Frigid Alaskan winters, scarce jobs, and scarcer money all face the Kusz family when they pick up and move from Los Angeles. Following a dream of more space, wood fires, and freedom from the mundane, Father, Mother, and three children sing Polish folk songs as they pull an overloaded trailer toward the great wilderness of 1960’s Alaska. Life is hard, a struggle to survive the icy fingers of harsh winter that constantly pluck at the edges of their existence. Then came “the accident.”

 

At seven years-old Natalie Kusz, the book’s author, arrives home to find her house locked and empty. Follow her mother’s contingency instructions she walks to a neighbor’s house. A pack of huskies are staked to chains between her and the warmth and safety of indoors. One of the dogs attacks her, biting deeply, pulling on flesh, bone and eyeball. Natalie crumples in the snow, out of the dog’s reach, until her mother and neighbor finally find her.

 

For a decade Natalie endures multiple surgeries, bone and skin grafts, and long hospital stays in an attempt to rebuild her face.
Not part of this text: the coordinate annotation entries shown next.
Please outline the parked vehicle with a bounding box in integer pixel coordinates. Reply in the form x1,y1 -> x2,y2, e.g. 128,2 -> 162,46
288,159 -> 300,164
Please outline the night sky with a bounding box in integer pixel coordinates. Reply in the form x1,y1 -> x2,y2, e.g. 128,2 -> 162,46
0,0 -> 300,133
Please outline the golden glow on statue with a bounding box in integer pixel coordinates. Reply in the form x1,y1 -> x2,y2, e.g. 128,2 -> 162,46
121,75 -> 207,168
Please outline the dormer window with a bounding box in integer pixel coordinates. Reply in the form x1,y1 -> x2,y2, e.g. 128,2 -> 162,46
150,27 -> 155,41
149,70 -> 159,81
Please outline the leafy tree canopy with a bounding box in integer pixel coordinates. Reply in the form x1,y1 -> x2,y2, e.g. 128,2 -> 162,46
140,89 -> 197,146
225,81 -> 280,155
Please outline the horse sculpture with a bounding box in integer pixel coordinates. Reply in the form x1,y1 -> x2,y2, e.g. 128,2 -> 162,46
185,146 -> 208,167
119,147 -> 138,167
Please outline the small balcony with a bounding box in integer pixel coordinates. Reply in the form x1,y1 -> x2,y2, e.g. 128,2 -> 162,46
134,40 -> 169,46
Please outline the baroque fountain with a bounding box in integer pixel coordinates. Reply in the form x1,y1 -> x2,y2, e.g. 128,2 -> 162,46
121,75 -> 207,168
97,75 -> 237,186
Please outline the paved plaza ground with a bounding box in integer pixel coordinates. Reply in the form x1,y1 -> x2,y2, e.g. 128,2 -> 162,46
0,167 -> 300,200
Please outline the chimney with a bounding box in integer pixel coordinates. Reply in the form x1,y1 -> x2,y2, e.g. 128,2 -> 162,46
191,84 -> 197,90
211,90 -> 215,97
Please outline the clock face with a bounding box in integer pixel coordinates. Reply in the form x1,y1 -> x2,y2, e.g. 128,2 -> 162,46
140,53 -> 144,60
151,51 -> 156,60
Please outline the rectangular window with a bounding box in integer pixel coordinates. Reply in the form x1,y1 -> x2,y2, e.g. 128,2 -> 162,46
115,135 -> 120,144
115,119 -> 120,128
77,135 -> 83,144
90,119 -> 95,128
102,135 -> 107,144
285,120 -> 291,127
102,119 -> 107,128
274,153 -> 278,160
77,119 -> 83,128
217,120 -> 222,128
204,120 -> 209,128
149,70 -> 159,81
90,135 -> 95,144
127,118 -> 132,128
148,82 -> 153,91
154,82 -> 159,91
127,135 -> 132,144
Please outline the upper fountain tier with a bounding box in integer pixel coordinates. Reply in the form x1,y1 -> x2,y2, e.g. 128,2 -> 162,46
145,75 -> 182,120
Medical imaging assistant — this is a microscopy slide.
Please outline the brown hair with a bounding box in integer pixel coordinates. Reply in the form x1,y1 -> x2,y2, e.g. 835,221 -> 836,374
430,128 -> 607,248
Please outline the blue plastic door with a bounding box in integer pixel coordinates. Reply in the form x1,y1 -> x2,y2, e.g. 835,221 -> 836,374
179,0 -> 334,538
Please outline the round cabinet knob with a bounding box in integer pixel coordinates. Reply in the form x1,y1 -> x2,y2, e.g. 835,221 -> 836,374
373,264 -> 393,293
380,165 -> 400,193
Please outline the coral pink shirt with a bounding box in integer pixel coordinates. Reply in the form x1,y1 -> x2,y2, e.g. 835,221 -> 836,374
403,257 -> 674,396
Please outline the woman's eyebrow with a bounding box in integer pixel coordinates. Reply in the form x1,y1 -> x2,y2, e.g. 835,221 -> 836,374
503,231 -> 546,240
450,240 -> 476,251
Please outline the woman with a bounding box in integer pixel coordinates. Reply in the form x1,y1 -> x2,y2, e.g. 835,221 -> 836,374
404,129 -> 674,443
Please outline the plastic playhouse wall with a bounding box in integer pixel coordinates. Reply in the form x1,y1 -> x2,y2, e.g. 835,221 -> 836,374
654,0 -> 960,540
Her family is deeply changed by the challenge of living with ongoing health issues and the money problems that go along with long-term care, but they stay united and strong in the face of adversity.

 

Road Song is a well-written chronicle of her family’s journey through the awful surprises and tender moments of life. Through songs, gripping oral history, and humankind’s relation to nature at its harshest, the story of one family expands to include many of the tribulations of the Twentieth Century. Several stories converge from her father’s survival in World War II Poland, to the wanderlust of 1950’s and 60’s United States, and through the excesses of drug and alcohol experimentation of the 1970’s.

 

All eras are deftly handled and clearly drawn, giving the book a universal feel that suits the wide-open expanse of the Alaskan permafrost.

 

Kusz’s book is compelling, putting readers in contact with a family that rediscovered the necessities of life: unconditional love, great acts of friendship, and unwavering respect.